Szanghaj lat dwudziestych XX wieku to olśniewające miejsce, gdzie bogate dzielnice sąsiadują z chińskimi slumsami. Każdego dnia na ulicach rozbrzmiewa nieprzebrana ilość języków, a handlarze głośno zachęcają do kupna swych produktów. Wszelki skrawek ziemi jest tu dokładnie zagospodarowany. Budynki pną się ku górze, nierzadko chyląc się ku jednej ze stron. W tym oto szalonym mieście od dziesięcioleci toczy się zażarta walka o wpływy między Białymi Kwiatami a Szkarłatnym Gangiem. Jedyne, co łączy ze sobą te dwie przestępcze organizacje, to niekończąca się nienawiść. Ich krwawe potyczki są czymś na porządku dziennym, dlatego nikogo nie dziwią strzelaniny na ulicach późną porą. Wydawać by się mogło, że wśród całej tej agresji niewinna miłość jest całkowicie niemożliwa, lecz dwoje młodych ludzi obdarzyło się właśnie tym szczerym uczuciem. Niestety, nie przetrwało ono nadchodzącej burzy oraz pozostawiło po sobie jedynie gorycz i żal.

Po wielu latach spędzonych na obczyźnie Juliette Cai opuszcza Amerykę, aby powrócić do domu. Pragnie udowodnić, że jest godna swej pozycji następcy szefa Szkarłatnego Gangu, a także tego, że płeć jej nie definiuje. Będąc kobietą, musi zapracować na szacunek i uznanie, które powinny być Cai należne z racji pochodzenia. Oprócz chęci wykazania się w rodzinie dziewczyna stara się zapomnieć o dawnym ukochanym, który trzy lata wcześniej brutalnie ją zdradził. Roma Montagov, dziedzic Białych Kwiatów, był jej powiernikiem i najlepszym przyjacielem, lecz dziś jest dla Juliette największym wrogiem. Jednak gdy po mieście rozprzestrzenia się zaraza, a śmierć zbiera swe żniwo, to właśnie on może okazać się jej jedyną szansą na powstrzymanie szaleństwa, które ogarnęło miasto. W ciemnych zaułkach Szanghaju będą musieli zmierzyć się nie tylko z obłędem i własnymi demonami, ale również z prawdziwym potworem wychodzącym z rzeki.
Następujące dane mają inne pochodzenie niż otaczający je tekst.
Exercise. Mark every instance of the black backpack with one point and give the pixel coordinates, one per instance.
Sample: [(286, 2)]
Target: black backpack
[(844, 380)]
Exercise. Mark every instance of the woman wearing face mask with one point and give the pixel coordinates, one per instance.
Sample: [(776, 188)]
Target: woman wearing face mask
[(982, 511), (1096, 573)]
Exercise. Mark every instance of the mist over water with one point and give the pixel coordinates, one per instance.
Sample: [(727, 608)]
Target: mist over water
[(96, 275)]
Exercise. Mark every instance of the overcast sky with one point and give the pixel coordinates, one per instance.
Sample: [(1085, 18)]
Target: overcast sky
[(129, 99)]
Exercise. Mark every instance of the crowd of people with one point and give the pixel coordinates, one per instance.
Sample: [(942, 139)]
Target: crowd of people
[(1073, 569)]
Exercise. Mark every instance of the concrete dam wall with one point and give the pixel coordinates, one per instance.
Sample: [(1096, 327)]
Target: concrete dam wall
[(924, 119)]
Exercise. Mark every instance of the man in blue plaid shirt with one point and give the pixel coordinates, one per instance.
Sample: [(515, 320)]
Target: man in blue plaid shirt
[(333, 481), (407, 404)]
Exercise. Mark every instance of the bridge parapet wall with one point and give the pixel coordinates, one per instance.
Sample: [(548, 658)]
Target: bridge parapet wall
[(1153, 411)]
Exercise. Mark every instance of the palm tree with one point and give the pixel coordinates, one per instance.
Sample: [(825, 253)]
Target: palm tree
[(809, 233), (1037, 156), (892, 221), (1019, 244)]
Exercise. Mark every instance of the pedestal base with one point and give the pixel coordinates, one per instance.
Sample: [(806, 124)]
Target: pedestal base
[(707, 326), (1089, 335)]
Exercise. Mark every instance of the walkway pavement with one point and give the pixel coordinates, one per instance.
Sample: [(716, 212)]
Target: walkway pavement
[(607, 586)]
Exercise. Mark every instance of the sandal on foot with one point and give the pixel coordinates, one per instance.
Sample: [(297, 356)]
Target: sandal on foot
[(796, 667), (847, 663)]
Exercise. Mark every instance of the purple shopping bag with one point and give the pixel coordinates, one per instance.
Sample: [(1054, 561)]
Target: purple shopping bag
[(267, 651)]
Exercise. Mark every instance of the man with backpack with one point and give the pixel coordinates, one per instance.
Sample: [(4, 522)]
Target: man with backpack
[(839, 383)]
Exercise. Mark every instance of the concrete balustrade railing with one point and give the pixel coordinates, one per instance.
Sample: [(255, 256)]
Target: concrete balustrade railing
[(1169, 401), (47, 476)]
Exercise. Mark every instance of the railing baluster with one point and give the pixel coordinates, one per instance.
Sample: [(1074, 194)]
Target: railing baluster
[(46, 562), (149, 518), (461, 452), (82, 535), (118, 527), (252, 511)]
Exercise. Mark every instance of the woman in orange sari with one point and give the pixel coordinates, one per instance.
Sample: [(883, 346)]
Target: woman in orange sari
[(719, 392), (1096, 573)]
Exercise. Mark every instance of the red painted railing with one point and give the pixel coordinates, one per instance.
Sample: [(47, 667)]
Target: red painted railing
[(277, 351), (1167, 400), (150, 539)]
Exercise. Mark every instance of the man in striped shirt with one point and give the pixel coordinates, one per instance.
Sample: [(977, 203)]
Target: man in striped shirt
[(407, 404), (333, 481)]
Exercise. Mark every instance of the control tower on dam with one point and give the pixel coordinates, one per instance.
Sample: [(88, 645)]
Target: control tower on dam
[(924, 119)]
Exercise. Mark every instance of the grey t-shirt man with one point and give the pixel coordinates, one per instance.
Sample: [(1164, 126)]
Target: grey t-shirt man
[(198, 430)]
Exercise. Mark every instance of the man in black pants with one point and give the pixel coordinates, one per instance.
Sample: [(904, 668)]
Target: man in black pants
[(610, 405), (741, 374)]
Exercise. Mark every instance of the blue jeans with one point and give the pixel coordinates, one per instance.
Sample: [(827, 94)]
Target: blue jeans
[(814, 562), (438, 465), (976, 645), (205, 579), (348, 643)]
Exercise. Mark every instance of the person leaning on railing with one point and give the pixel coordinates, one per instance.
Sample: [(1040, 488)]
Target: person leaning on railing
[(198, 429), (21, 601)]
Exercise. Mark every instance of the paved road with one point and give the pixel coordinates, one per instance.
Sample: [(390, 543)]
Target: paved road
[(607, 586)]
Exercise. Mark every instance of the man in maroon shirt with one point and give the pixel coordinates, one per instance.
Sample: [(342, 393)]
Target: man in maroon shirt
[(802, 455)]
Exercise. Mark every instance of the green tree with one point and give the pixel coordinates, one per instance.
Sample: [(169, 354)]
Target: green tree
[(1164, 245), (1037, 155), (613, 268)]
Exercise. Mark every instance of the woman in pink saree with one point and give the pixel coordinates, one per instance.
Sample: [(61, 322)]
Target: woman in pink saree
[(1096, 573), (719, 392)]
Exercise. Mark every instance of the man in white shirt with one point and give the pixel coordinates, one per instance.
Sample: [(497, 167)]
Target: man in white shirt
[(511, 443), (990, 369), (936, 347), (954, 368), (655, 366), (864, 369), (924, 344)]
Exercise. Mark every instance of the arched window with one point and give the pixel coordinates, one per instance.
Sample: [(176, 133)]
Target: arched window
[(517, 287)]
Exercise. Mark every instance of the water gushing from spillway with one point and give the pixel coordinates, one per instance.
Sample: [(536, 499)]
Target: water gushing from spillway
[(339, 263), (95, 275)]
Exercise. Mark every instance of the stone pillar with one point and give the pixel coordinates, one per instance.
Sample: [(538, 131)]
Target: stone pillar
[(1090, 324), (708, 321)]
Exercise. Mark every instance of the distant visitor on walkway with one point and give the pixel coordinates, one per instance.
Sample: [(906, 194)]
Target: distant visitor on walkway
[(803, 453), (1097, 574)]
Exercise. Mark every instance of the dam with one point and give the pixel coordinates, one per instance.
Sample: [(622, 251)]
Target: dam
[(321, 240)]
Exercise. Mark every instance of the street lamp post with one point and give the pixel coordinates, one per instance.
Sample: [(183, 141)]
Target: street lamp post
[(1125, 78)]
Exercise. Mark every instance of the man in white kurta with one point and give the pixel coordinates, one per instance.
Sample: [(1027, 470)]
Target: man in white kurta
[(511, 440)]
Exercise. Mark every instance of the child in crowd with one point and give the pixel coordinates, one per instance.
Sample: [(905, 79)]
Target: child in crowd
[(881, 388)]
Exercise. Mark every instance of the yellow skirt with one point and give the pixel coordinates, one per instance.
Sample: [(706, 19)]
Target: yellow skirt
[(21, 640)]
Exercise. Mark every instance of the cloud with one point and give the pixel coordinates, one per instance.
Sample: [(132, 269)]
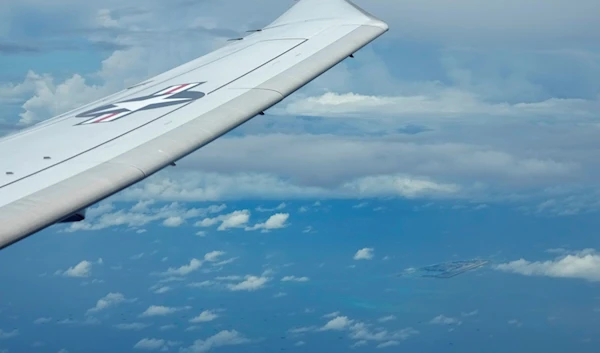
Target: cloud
[(584, 264), (133, 326), (387, 318), (213, 256), (236, 219), (444, 320), (143, 212), (221, 339), (150, 344), (173, 222), (159, 310), (295, 279), (42, 320), (362, 331), (8, 334), (364, 254), (205, 316), (339, 323), (250, 283), (279, 207), (162, 290), (108, 301), (194, 265), (276, 221), (82, 269)]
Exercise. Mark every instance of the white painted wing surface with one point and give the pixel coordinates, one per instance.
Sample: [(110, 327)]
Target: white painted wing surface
[(56, 168)]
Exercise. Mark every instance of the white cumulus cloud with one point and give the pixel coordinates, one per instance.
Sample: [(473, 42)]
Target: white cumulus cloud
[(364, 254)]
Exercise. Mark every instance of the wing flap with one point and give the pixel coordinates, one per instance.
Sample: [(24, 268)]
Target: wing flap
[(190, 128)]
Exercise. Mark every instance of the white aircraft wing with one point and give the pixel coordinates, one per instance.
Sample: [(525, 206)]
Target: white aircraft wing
[(52, 171)]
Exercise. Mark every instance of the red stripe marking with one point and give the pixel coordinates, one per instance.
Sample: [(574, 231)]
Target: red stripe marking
[(106, 117), (176, 88)]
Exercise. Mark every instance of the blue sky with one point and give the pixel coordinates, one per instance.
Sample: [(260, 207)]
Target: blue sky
[(469, 130)]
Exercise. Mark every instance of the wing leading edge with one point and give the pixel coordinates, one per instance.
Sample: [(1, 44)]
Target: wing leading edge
[(84, 156)]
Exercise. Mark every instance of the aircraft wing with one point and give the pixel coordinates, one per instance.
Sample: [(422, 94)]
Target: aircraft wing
[(52, 171)]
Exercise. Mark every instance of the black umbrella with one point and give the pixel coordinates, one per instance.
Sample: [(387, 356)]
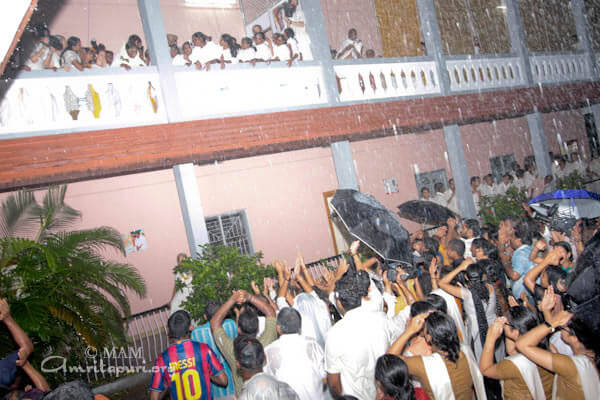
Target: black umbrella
[(373, 224), (425, 212)]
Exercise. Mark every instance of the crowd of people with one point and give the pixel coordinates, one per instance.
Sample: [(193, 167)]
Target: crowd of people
[(58, 52), (483, 312), (526, 180)]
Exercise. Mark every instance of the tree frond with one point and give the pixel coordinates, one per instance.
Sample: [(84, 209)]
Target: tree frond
[(54, 212), (17, 216)]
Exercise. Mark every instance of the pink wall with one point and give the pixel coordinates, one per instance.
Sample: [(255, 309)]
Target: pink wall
[(283, 198), (112, 21), (398, 157), (490, 139), (341, 15), (569, 124)]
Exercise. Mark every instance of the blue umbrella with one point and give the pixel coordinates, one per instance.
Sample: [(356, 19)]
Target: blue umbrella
[(577, 203)]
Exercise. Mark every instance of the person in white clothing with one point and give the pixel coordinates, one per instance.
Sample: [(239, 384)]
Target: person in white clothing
[(184, 57), (353, 344), (296, 359), (205, 51), (352, 47), (247, 53), (263, 52)]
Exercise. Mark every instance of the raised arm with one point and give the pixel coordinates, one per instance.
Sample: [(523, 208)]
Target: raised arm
[(552, 258), (414, 327), (445, 284), (217, 319), (18, 334), (486, 364), (527, 344)]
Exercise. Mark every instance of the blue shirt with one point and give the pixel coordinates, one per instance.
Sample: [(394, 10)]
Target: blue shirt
[(203, 334), (521, 265)]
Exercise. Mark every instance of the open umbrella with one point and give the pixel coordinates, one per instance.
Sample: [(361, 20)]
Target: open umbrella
[(373, 224), (425, 212), (574, 203)]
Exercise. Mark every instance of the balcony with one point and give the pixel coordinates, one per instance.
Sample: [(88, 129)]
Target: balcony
[(46, 102)]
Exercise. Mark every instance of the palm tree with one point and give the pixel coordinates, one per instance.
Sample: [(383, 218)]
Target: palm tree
[(57, 281)]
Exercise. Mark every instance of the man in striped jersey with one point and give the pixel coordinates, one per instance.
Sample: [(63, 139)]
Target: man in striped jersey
[(187, 368)]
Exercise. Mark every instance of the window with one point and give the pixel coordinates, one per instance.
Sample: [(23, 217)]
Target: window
[(429, 179), (501, 165), (230, 229)]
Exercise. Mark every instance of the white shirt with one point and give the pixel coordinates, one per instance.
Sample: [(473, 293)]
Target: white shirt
[(245, 55), (299, 362), (282, 52), (180, 60), (352, 348), (263, 52), (209, 52), (353, 51)]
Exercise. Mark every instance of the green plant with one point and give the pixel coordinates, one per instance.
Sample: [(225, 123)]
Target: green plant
[(493, 209), (61, 289), (572, 181), (217, 272)]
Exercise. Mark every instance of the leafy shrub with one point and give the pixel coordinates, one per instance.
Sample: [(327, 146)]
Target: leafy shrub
[(217, 272)]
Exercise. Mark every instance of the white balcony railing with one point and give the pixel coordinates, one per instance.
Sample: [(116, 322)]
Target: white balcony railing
[(492, 73), (359, 82), (244, 89), (560, 68), (71, 101)]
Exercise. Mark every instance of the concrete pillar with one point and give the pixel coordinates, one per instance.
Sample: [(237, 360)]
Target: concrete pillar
[(583, 33), (156, 40), (539, 143), (344, 165), (460, 173), (320, 47), (516, 32), (191, 206), (433, 40)]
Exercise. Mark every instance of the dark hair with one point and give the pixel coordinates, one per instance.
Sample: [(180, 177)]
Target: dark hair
[(567, 248), (487, 247), (444, 336), (179, 324), (479, 292), (133, 39), (522, 319), (421, 307), (457, 246), (437, 302), (351, 288), (289, 320), (392, 374), (233, 46), (523, 232), (248, 322), (72, 41), (55, 42), (249, 353), (473, 225), (555, 274), (289, 32), (211, 308), (431, 244)]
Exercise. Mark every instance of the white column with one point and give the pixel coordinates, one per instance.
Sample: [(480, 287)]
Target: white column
[(191, 206)]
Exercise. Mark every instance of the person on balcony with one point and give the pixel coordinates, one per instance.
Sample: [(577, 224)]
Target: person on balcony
[(229, 49), (205, 51), (351, 48), (248, 52), (185, 57), (70, 55), (263, 52)]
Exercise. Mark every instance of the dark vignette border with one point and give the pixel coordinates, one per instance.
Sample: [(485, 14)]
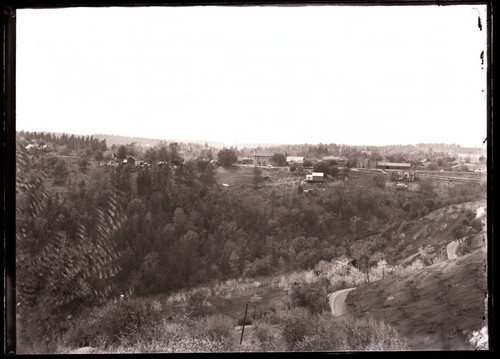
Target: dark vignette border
[(8, 130)]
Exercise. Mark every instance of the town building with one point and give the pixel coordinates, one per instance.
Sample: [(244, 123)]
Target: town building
[(262, 158), (341, 160), (294, 160), (393, 165), (315, 177)]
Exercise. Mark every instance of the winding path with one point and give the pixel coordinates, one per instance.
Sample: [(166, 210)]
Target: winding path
[(337, 301)]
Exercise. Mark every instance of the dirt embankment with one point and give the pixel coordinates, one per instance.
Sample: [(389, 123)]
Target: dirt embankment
[(337, 301)]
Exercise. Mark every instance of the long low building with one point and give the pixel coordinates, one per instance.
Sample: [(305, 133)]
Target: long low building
[(294, 159), (262, 158), (393, 165)]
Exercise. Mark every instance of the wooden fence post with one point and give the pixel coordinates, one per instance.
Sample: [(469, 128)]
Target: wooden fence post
[(244, 321)]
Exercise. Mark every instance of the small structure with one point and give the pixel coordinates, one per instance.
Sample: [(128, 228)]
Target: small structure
[(346, 261), (262, 158), (294, 159), (315, 177), (129, 160), (393, 165)]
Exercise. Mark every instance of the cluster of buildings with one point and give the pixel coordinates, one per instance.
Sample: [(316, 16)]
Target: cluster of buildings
[(265, 158)]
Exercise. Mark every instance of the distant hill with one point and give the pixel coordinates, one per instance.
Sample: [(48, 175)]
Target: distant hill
[(141, 141)]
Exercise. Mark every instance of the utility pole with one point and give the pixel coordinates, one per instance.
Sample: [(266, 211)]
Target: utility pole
[(244, 321)]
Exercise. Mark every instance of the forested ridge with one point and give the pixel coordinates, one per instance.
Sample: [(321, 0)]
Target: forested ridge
[(88, 232)]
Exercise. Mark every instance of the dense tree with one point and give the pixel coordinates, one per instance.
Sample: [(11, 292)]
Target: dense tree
[(98, 156), (122, 153)]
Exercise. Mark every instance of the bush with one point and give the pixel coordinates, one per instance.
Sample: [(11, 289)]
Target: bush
[(215, 331), (350, 334), (267, 337), (123, 323), (295, 324), (312, 297)]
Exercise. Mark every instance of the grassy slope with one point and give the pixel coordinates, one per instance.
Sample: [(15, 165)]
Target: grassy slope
[(437, 307)]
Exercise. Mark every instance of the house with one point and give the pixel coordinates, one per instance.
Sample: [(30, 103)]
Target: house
[(341, 161), (129, 160), (393, 165), (315, 177), (244, 161), (346, 260), (262, 158), (294, 159)]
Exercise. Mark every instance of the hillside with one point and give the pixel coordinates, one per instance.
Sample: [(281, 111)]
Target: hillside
[(437, 307)]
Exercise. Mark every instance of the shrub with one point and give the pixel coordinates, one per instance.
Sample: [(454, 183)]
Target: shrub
[(312, 296), (295, 324), (215, 332), (267, 337), (350, 334), (122, 323)]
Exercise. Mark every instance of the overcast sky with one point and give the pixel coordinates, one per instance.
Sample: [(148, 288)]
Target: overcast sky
[(363, 75)]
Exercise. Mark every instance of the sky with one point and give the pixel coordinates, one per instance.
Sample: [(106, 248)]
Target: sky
[(355, 75)]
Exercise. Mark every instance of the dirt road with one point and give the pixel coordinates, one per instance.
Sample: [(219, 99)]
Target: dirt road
[(451, 250), (337, 301)]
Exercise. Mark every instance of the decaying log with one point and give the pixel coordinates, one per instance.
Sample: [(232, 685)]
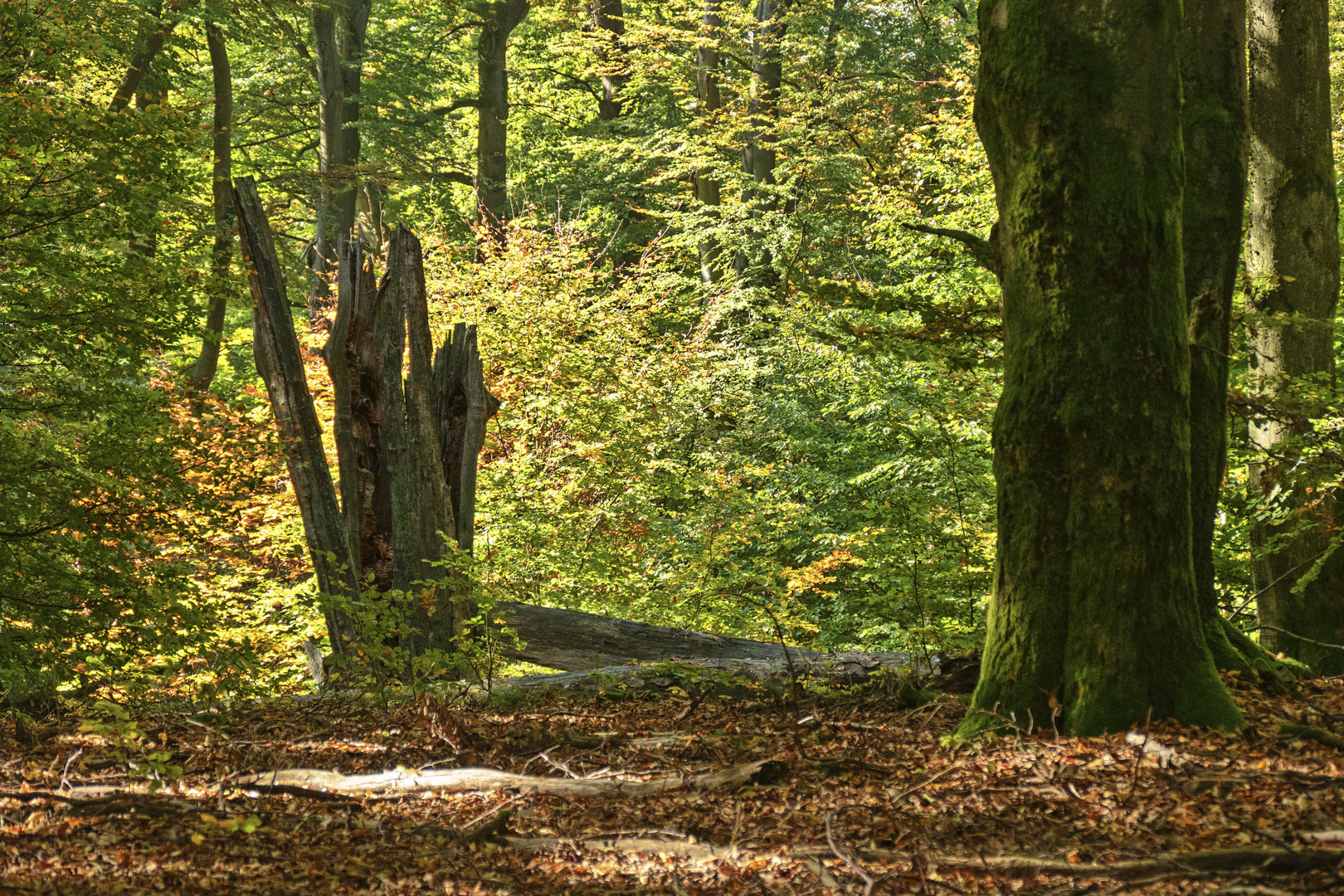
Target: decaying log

Juliette jest silną bohaterką, która doskonale wie, czego pragnie od życia. Gdy sytuacja tego wymaga, nie boi się ubrudzić sobie rąk, a także potrafi podjąć trudne decyzje wbrew własnemu sumieniu. Na zachowanie dziewczyny mocno wpłynął długi pobyt za granicą i odizolowanie od reszty rodziny. Po powrocie niełatwo jest jej się ponownie odnaleźć w Szanghaju, szczególnie że dokądkolwiek nie pójdzie, część ludzi uznaje ją albo za zbyt amerykańską, albo – z drugiej strony – zbyt chińską. Mimo to z determinacją dąży do tego, aby udowodnić swą wartość w rodzie Cai. Pod wieloma względami Roma bardzo przypomina Juliettę. On również mierzy się z licznymi intrygami i pułapkami zastawianymi przez własną rodzinę. Chociaż przewodzenie Białym Kwiatom to jego dziedzictwo, jego pozycja jest niepewna, przez co stale znajduje się w niebezpieczeństwie. Jednak brzydzi się przemocą, dlatego stworzył zasady, których przestrzega. Pragnie zabrać bliskich daleko od tej całej nienawiści, lecz wie, że w chwili, gdy utraci status spadkobiercy, prawdopodobnie zginie.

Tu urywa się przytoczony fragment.